Image of Mendes Pinto, Fernão
Mendes Pinto, Fernão
(1509–1583)
 

Biography

Fernão Mendes Pinto (Old Portuguese: Fernam Mendez Pinto); (Montemor-o-Velho, 1509?-Pragal, Almada, 1583) was a Portuguese adventurer, explorer and writer, whose exploits are known to history through the posthumous publication of his memoir, "Pilgrimage", ("Peregrinação" in Portuguese), in 1614 — an autobiographical work whose validity is nearly impossible to assess. In the course of his adventures in the Far East, Pinto visited Ethiopia, the Arabian Sea, China (spending time in forced labor on the Great Wall), India, and Japan, and claimed to have been among the first group of Europeans to land in that country, initiating the Nanban trade period. Pinto also claimed to have introduced the gun to Japan in 1543, and was known to have funded the first Christian church in that country, after befriending a Catholic missionary and founding member of the Society of Jesus who would later be known as Saint Francis Xavier. Pinto himself was at one time himself a Jesuit, though he later separated from the order.
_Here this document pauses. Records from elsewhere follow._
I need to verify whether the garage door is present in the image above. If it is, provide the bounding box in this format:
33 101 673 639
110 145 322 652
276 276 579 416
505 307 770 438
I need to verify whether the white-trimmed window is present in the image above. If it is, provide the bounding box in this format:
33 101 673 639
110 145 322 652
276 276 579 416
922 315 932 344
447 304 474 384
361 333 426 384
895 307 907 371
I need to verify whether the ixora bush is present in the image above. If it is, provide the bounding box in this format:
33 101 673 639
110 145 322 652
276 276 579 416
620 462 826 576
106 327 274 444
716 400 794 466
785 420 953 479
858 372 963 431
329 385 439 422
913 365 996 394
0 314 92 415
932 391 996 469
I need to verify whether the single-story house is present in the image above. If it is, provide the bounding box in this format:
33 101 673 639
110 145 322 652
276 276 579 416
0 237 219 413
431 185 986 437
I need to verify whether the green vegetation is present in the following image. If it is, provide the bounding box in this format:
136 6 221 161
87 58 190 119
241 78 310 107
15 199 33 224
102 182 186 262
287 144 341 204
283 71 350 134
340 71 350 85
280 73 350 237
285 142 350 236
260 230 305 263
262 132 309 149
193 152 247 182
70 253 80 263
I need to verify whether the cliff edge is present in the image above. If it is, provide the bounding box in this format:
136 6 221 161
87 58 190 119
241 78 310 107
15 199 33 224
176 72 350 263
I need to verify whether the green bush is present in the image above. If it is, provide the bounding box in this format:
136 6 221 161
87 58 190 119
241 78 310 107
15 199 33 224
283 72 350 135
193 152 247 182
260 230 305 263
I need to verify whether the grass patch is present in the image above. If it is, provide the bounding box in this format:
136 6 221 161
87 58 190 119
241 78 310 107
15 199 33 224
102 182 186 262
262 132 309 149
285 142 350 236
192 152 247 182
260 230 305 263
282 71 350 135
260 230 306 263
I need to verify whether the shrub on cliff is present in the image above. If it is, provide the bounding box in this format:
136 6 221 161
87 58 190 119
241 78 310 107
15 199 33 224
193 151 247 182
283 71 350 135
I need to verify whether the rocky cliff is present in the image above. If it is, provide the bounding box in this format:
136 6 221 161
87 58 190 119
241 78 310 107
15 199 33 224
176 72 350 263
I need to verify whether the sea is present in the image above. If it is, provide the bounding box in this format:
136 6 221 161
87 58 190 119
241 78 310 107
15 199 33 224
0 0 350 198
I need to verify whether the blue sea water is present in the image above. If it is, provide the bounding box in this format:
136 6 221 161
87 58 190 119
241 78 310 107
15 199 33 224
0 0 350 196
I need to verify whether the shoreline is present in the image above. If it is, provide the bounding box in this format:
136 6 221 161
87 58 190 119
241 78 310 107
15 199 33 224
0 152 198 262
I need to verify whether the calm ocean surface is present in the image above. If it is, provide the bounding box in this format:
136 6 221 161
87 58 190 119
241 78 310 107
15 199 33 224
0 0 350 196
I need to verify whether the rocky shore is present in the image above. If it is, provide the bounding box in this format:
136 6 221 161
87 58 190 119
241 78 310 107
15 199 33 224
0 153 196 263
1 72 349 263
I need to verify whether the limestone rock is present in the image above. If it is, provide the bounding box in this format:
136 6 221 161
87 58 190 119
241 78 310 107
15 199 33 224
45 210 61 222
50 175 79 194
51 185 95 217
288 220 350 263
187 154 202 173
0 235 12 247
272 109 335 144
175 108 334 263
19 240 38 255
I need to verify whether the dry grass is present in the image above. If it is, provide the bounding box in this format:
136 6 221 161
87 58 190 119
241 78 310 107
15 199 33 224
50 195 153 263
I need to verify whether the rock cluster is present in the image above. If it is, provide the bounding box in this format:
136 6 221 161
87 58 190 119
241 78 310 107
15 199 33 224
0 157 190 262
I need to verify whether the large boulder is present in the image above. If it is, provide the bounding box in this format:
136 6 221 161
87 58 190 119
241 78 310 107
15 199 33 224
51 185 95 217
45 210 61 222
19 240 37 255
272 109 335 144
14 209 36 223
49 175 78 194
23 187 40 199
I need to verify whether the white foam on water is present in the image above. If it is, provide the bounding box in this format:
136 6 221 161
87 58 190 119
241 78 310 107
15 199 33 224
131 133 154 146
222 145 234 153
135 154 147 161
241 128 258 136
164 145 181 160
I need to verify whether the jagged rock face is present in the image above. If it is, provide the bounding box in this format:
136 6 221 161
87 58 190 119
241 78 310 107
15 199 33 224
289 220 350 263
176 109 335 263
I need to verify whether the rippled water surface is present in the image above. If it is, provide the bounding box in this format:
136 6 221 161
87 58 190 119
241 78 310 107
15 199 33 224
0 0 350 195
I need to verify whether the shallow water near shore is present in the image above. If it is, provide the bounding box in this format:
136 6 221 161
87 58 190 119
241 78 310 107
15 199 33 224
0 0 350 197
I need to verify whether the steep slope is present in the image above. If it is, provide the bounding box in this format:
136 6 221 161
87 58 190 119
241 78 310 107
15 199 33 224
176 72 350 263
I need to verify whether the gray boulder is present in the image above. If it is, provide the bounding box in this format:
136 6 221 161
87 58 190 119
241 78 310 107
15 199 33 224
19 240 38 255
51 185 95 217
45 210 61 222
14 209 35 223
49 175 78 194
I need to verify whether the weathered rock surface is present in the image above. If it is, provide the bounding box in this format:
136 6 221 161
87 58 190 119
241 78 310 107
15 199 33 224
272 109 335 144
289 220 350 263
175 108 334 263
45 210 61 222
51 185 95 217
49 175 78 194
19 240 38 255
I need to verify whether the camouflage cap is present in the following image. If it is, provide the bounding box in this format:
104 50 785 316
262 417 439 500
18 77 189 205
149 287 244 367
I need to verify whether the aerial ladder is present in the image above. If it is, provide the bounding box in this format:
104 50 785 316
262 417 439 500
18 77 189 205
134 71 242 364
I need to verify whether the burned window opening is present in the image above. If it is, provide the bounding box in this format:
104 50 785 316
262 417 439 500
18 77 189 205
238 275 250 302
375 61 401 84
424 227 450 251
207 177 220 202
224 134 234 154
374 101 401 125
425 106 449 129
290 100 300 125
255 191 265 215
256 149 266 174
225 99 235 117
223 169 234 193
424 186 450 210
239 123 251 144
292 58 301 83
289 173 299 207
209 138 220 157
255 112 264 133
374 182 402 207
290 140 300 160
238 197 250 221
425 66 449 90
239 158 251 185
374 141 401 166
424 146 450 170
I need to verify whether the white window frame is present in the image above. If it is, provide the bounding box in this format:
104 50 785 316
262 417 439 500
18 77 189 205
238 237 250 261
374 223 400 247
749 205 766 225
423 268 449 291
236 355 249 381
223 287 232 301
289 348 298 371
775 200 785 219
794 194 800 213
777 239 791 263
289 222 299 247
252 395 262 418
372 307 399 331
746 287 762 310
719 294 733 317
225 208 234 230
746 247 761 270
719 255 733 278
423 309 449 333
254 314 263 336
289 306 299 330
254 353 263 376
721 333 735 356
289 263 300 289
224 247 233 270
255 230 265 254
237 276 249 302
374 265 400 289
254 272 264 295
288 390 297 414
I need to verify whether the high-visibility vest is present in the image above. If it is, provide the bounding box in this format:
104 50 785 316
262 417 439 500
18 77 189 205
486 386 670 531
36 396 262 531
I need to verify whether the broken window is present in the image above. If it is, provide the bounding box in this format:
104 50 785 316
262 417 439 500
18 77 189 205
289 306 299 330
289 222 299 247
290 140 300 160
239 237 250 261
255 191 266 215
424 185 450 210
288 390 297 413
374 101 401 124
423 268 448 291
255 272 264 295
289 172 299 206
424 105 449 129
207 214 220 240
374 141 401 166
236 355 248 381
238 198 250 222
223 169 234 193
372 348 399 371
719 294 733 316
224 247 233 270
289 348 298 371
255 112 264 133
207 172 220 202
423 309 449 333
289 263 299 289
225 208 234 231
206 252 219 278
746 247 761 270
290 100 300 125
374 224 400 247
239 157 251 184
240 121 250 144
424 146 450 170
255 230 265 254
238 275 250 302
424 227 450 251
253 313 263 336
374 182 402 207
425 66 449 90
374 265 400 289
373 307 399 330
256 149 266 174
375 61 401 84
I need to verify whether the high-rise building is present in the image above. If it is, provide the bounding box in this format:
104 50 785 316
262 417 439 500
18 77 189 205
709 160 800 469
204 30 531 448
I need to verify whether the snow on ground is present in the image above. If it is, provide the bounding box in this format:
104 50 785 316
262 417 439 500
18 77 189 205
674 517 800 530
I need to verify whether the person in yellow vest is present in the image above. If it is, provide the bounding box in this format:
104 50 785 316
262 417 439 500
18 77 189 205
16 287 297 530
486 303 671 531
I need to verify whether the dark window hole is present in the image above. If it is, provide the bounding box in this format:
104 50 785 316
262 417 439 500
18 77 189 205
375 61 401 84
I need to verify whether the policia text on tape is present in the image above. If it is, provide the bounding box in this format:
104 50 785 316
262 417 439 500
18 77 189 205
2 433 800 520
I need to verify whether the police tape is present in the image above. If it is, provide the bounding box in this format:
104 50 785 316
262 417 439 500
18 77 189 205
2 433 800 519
In Pilgrimage, Pinto was sharply critical of Portuguese colonialism in the Far East, recording moral and religious objections to what he perceived to be a hypocritical and greedy enterprise disguised as a religious mission, a view that would later become common but at the time was relatively unknown. The vivid tale of Pinto's two decades of wanderings (he wrote, "thirteen times made captive and seventeen times sold") was so unusual that for some time it was not believed, giving rise to the Portuguese pun on his name: "Fernão, Mentes? Minto!" meaning "Fernão, do you lie? Yes, I lie!"